Renunciamos a reproducir su lenguaje; abarcó tantos puntos a la vez que su descrip­ción excede a los medios de que dispone un pacifico narrador de cuentos. Aunque ya tenía fama de hombre de lengua pronta y poseedor de un vasto repertorio de interjecciones, las prodigó tan notablemente en esta noche, que una señorita principal, vecina suya, a quien también la música había hecho abandonar la cama, se vio obligada a cerrar su ventana antes del segundo párrafo.
León trató de explicó su conducta, pero no recibió otra contestación que amenazas de arresto.
-¡Si llego a bajar! -repetía el comisario.
-¡Hacedlo! -decía León, si eso es lo que que­remos.
-¡No me da la gana! -gritó el funcionario.
-¡No os atrevéis! -dijo el artista con aire de desafío. El comisario cerró la ventana.
-¡Todo ha concluido! -exclamó León. La se­renata ha sido mal interpretada. Estos animales no tienen idea de humanismo.

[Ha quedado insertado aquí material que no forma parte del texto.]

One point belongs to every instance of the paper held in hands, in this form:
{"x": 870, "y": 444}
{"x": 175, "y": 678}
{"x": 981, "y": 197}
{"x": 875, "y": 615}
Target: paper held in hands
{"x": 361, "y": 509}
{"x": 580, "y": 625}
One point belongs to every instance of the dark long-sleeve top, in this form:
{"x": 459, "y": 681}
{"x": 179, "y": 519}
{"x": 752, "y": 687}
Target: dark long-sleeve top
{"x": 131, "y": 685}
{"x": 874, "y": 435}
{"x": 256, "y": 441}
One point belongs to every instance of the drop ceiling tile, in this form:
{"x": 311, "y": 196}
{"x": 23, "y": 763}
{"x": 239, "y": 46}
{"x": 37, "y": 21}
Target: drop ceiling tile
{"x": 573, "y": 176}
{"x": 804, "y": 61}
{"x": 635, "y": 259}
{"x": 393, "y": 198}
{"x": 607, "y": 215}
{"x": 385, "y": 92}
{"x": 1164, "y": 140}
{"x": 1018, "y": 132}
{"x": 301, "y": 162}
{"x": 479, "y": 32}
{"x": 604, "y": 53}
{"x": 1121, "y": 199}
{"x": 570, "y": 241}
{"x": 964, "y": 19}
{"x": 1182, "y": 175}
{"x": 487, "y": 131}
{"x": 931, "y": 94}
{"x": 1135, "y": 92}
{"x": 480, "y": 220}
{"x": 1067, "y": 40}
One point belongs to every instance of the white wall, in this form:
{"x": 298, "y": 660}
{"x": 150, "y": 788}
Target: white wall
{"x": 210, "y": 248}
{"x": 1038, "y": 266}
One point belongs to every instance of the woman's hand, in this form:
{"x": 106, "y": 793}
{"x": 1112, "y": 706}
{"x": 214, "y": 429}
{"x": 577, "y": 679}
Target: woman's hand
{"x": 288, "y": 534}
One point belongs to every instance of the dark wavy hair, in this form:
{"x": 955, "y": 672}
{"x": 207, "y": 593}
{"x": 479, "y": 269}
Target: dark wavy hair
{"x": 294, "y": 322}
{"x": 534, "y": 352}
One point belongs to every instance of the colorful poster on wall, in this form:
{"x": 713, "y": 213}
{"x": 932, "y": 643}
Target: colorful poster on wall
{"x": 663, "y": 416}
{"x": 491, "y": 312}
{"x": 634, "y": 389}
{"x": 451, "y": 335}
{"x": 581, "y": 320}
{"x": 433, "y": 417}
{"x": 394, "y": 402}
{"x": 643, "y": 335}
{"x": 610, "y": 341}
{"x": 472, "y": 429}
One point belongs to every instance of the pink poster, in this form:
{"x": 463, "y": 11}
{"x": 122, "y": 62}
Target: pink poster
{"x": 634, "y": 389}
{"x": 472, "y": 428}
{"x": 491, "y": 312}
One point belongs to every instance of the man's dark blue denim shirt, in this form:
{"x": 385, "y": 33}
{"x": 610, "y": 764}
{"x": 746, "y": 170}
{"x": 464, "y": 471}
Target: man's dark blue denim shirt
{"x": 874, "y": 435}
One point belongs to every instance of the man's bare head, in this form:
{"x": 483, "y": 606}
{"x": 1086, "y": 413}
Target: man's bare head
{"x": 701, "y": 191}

-Vámonos de aquí -dijo Elvira tiritando. Toda esta tiente presen-ciando nuestra desgracia -y dejándose dominar por sus nervios exclamó dirigiéndose al vecindario: ¡Brutos, brutos y nada más que brutos!
-¡Sálvese quien pueda! -gritó León; ahora sí que has acabado de arreglarlo.
-Y tomando la guitarra en una mano y en otra la caja, precedió a su esposa con alguna precipitación exagerada, al abandonar el teatro de su última y absurda aventura.